SouthernWorldwide.com – The Federal Reserve has decided to maintain its benchmark interest rate at its current level, a move made in the face of a resurgence in inflation. However, a significant portion of the Federal Open Market Committee (FOMC) members indicated a potential openness to a rate hike later this year.
The FOMC has kept the federal funds rate, which influences borrowing costs for both consumers and businesses, within the 3.5% to 3.75% range. This decision was widely anticipated by economists.
Notably, the FOMC has removed the “easing bias” from its recent policy statements. This bias previously signaled the central bank’s inclination towards lowering interest rates. The June guidance statement was also notably more concise than usual.
During a press conference to discuss the Fed’s latest interest rate decision, former Fed Chair Kevin Warsh commented on the statement’s brevity. He suggested that the shorter, simpler statement aimed to present facts more directly.

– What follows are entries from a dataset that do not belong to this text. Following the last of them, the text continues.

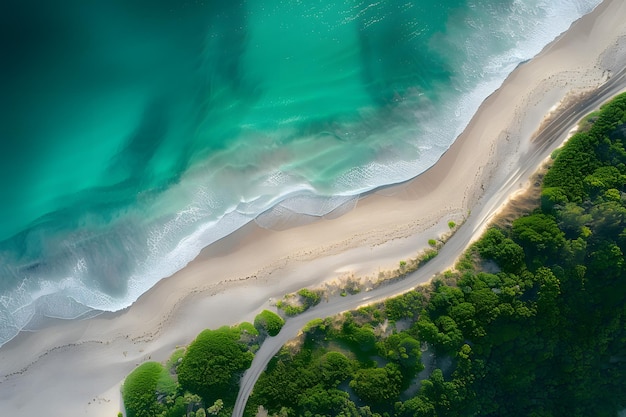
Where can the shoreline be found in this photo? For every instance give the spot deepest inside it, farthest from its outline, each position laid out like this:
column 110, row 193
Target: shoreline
column 491, row 159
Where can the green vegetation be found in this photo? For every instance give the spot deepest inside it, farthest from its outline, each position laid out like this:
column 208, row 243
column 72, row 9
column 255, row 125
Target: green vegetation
column 531, row 323
column 143, row 386
column 301, row 302
column 213, row 363
column 269, row 322
column 206, row 373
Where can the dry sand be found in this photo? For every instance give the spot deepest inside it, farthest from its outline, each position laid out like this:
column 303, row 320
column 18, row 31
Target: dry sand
column 75, row 368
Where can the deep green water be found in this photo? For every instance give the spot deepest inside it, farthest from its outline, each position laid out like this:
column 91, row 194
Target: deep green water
column 134, row 133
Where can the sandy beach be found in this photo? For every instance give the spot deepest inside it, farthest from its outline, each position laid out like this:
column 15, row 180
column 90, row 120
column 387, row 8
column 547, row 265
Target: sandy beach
column 75, row 367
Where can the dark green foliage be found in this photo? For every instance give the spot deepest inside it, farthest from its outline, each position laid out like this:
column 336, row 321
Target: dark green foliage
column 269, row 321
column 545, row 335
column 143, row 387
column 213, row 364
column 377, row 385
column 310, row 298
column 405, row 306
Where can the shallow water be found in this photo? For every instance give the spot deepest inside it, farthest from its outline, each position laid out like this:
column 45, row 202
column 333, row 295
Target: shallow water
column 136, row 133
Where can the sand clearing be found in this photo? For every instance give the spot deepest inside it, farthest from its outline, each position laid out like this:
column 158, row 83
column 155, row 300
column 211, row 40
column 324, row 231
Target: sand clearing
column 75, row 367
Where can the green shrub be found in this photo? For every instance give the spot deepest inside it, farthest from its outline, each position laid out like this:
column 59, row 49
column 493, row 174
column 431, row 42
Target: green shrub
column 142, row 388
column 213, row 364
column 269, row 322
column 311, row 298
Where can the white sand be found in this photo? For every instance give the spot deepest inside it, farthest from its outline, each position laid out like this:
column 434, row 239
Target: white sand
column 74, row 368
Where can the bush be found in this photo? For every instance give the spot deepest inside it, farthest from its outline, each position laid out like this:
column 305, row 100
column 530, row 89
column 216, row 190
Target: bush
column 213, row 363
column 269, row 322
column 142, row 388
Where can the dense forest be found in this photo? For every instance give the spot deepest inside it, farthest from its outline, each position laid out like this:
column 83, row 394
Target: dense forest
column 531, row 322
column 201, row 379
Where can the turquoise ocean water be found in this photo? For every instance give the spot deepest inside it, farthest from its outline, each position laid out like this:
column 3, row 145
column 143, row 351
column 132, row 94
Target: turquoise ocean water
column 135, row 133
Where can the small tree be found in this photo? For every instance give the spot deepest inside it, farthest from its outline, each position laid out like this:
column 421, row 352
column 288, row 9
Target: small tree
column 269, row 322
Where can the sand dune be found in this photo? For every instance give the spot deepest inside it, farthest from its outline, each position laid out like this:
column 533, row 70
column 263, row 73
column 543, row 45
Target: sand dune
column 75, row 367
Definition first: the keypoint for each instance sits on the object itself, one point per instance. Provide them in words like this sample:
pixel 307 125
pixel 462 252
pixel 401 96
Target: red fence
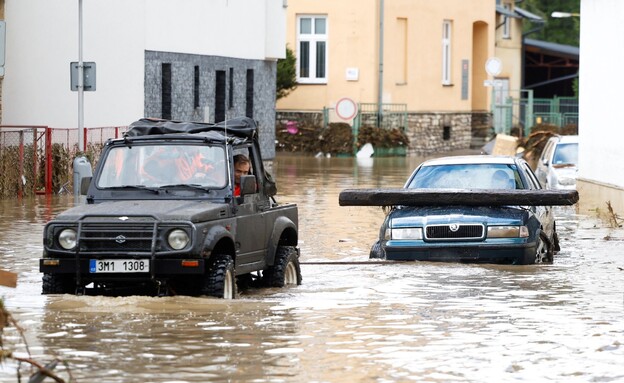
pixel 38 159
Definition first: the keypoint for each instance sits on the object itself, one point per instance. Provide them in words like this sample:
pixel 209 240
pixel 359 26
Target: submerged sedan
pixel 484 208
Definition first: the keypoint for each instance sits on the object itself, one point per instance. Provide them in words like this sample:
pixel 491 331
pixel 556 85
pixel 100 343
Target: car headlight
pixel 566 181
pixel 178 239
pixel 508 232
pixel 406 233
pixel 67 239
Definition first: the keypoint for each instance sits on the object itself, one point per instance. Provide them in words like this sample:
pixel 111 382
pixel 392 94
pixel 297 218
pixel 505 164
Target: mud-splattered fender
pixel 283 227
pixel 218 236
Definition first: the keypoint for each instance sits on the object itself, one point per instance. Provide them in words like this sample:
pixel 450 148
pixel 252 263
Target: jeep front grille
pixel 454 231
pixel 118 237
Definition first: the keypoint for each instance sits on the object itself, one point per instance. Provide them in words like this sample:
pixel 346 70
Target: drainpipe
pixel 380 87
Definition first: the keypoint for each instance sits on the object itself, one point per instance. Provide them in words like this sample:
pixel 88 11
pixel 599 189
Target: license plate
pixel 119 266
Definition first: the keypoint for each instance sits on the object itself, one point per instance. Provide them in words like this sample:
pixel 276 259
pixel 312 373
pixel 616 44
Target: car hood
pixel 438 215
pixel 194 211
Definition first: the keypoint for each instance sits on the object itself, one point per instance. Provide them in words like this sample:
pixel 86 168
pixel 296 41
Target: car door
pixel 251 223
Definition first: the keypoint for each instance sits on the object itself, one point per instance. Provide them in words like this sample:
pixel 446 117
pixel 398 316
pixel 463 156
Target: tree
pixel 286 74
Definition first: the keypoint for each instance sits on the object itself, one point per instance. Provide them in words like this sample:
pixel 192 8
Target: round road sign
pixel 346 108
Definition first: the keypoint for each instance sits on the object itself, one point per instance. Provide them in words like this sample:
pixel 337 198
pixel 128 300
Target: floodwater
pixel 424 322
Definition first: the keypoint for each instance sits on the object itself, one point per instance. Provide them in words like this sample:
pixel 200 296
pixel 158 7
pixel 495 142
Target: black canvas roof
pixel 242 127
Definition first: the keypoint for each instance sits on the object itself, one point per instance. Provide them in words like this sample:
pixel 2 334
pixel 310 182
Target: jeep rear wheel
pixel 56 284
pixel 220 280
pixel 286 269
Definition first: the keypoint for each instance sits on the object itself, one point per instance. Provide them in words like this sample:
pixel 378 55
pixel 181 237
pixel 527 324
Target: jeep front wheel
pixel 220 280
pixel 55 284
pixel 286 269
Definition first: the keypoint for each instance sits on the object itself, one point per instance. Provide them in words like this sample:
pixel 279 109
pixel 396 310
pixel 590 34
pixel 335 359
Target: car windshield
pixel 566 154
pixel 153 166
pixel 467 176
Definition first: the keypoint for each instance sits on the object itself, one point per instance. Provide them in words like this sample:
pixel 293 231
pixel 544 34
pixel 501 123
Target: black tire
pixel 376 251
pixel 220 279
pixel 286 269
pixel 56 284
pixel 543 251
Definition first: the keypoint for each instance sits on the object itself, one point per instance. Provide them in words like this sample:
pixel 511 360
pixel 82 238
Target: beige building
pixel 427 58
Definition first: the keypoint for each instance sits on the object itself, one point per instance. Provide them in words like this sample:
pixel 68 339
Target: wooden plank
pixel 8 278
pixel 465 197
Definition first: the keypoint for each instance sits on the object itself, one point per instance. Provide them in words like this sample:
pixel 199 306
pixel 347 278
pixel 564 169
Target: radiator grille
pixel 454 231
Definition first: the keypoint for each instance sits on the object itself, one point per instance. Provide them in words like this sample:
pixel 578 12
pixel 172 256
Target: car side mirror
pixel 85 182
pixel 248 184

The Federal Reserve also released its Summary of Economic Projections (SEP). This report revealed that nearly half of the FOMC members are considering supporting an interest rate increase before the end of the year. The vote to keep rates steady was unanimous among all voting members.
In its official statement, the FOMC acknowledged that inflation remains above the Committee’s 2% target. This is partly attributed to supply shocks that have led to increased prices in specific sectors, such as energy.
Kay Haigh, global head of Fixed Income and Liquidity Solutions at Goldman Sachs Asset Management, commented that the Fed’s recent hawkish stance is not solely due to higher energy prices. She noted that despite a recent dip in oil prices, the strong labor market and inflation data are leading half of the FOMC members to consider rate hikes this year.
Haigh further elaborated that while their base case suggests the Fed might avoid further hikes, the path is narrow. Incoming inflation data will be crucial in determining future policy decisions.
This meeting marks the first under the leadership of new Federal Reserve Chairman Kevin Warsh. He was appointed by President Trump to succeed former chair Jerome Powell.
Investors and economists are keenly awaiting Chairman Warsh’s press conference. They will be looking for insights into his strategy for managing the U.S. economy, his outlook on inflation, and his views on the labor market.
President Trump had previously urged Powell, whose term as Fed chief concluded in May, to lower interest rates. However, with U.S. inflation at its highest level in over three years and significantly exceeding the Fed’s 2% annual target, many economists anticipate the FOMC will maintain its current stance through the end of the year.
Before the meeting, Hank Smith, head of investment strategy at Haverford Trust, stated that Chairman Warsh has two primary objectives. These include aligning the FOMC and broader Fed leadership with his vision and instilling confidence in the markets regarding his approach.
Smith added that the current economic climate does not favor rate cuts or hikes. He predicted a “steady as she goes” approach and expressed his intention to observe whether Warsh demonstrates such discipline and team-building in his inaugural press conference.
A significant alteration in the Fed’s Summary of Economic Projections (SEP) is the upward revision of inflation expectations for 2026.
The previous SEP, released in March, projected the personal consumption expenditures (PCE) index to reach 2.7% by the end of the year. However, the current forecast from FOMC members anticipates inflation climbing to 3.6% by year-end. Excluding the volatile prices of energy and gas, the core inflation figure could reach 3.3%, an increase from the FOMC’s March projection of 2.7%.
Oxford Economics noted in a report that the median official now expects both headline and core inflation to be well above 3% by the close of this year. They also project core inflation to reach 2.5% by the end of 2027.
The article was edited by Alain Sherter.